Defendant insists that the admission of this testimony was error. We cannot so hold. It was proper to explain the erasure, and the erased words were merely surplusage. The statute imposed no duty upon the inspector to determine where the standpipe should be placed, but left that duty resting upon defendant, and the erased words should have been disregarded in any event as outside the province of the inspector. No' prejudice resulted to defendant. The statute authorizes the inspector to grant an extension of the time for complying with its re*259quirements. Defendant applied for and. obtained,two or more extensions, but failed to install the standpipe. After the expiration of these extensions, the inspector served a new notice npon him, allowing him two months thereafter in which to install the standpipe. This notice contained no provision as to the location of the standpipe, and the prosecution was not commenced until after the time to comply with this notice had expired. Any error in the first notice was cured by the last one.

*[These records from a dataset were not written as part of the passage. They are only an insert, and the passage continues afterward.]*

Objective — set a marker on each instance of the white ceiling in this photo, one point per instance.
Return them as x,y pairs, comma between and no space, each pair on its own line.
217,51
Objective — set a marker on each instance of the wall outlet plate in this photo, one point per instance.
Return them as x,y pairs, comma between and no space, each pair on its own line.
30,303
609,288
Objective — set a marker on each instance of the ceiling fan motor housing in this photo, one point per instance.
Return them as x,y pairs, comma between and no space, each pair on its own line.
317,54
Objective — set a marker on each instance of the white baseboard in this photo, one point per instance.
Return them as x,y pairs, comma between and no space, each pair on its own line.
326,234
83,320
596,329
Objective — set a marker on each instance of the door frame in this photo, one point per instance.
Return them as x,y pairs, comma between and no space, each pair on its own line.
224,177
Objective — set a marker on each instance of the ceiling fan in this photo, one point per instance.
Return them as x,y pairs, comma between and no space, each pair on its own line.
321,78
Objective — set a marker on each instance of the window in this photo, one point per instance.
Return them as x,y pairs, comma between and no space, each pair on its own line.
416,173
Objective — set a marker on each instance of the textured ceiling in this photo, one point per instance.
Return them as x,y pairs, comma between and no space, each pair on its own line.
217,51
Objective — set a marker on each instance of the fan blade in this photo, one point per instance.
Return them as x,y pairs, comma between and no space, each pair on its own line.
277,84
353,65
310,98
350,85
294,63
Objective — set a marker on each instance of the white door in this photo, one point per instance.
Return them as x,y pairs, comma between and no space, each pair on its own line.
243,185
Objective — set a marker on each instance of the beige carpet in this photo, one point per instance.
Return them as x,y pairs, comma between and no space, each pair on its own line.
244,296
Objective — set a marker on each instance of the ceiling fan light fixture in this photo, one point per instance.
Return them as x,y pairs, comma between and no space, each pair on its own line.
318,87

Defendant insists that the court erred in admitting in evidence the carbon copy of this last notice retained by the inspector, for the reason that the prosecution had not served notice upon defendant to produce the original delivered to him and still in his possession. This was a-criminal prosecution, and defendant could not be required to produce the document in his possession for the purpose of being used as evidence against himself. Under such circumstances, we think the prosecution should be permitted to present secondary evidence of the contents of the document without serving notice upon the defendant to produce the original. Showing that the original is in the possession of the defendant is a sufficient foundation for such secondary evidence.

Some other questions are raised but do not require special mention. We find no errors requiring a reversal and the judgment is affirmed.